In that period, the first hospital and pharmacy was established with the name “Bimaristan” in 805 by Harun Rashid. The first hospital in Europe was set up by Andalusia Umayyad. The belief “there is cure for all illnesses except death” encouraged medicine in the Islamic world. Thanks to it, many herbal drugs and medicine were produced. Islamic scholars adopted the hypothesis of Galenos consisting of “earth, air, fire and water” as medical philosophy and explained characters of people with this knowledge. They also defined hormonal imbalance based on them.

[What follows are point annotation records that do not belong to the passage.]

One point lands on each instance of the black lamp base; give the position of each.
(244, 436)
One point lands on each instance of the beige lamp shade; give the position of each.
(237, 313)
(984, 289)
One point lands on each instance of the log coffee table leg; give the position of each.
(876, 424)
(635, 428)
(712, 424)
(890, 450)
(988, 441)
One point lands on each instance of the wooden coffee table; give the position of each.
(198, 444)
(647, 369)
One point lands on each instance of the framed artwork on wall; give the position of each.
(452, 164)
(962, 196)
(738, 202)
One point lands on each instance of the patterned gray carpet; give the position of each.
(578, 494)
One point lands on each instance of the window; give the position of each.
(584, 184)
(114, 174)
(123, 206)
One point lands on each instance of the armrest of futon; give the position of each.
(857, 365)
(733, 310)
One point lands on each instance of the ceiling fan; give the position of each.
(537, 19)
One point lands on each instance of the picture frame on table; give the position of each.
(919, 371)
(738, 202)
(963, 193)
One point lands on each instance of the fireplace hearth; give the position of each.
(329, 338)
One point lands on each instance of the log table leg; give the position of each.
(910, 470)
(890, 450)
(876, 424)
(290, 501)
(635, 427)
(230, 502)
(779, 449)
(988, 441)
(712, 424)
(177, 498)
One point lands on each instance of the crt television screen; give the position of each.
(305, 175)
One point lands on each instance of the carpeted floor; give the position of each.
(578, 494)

The developments that were achieved in the period of Seljukis in Anatolia could not be continued in the Ottoman period. Ottoman doctors could not continue the spirit of experiment and development formed by Razi and Avicenna in diagnosis and treatment and became contented with the existing heritage. The “madrasa understanding”, which despised the medicine and science of the West became distinct in the 18th century. With the period of Ottoman Reforms, schools elevated exact sciences. However, the competition of madrasas and schools instead of helping each other prevented the modernization of Ottomans. The Ottoman scholars ignored the thesis that religious sciences and positive sciences did not contradict but they complemented each other.
The approach of Islam toward mentally ill people was to treat them well but not to entrust money and goods to them. In the Middle Age, mentally ill people were treated through the flesh of prey and sound of water, something that the other cultures did not allow. Edirne Museum of Faculty of Medicine is a nice example of it. That Europe became a place that developed today’s modern and successful treatments originates from the fact that they managed to revive the spirit of progress again.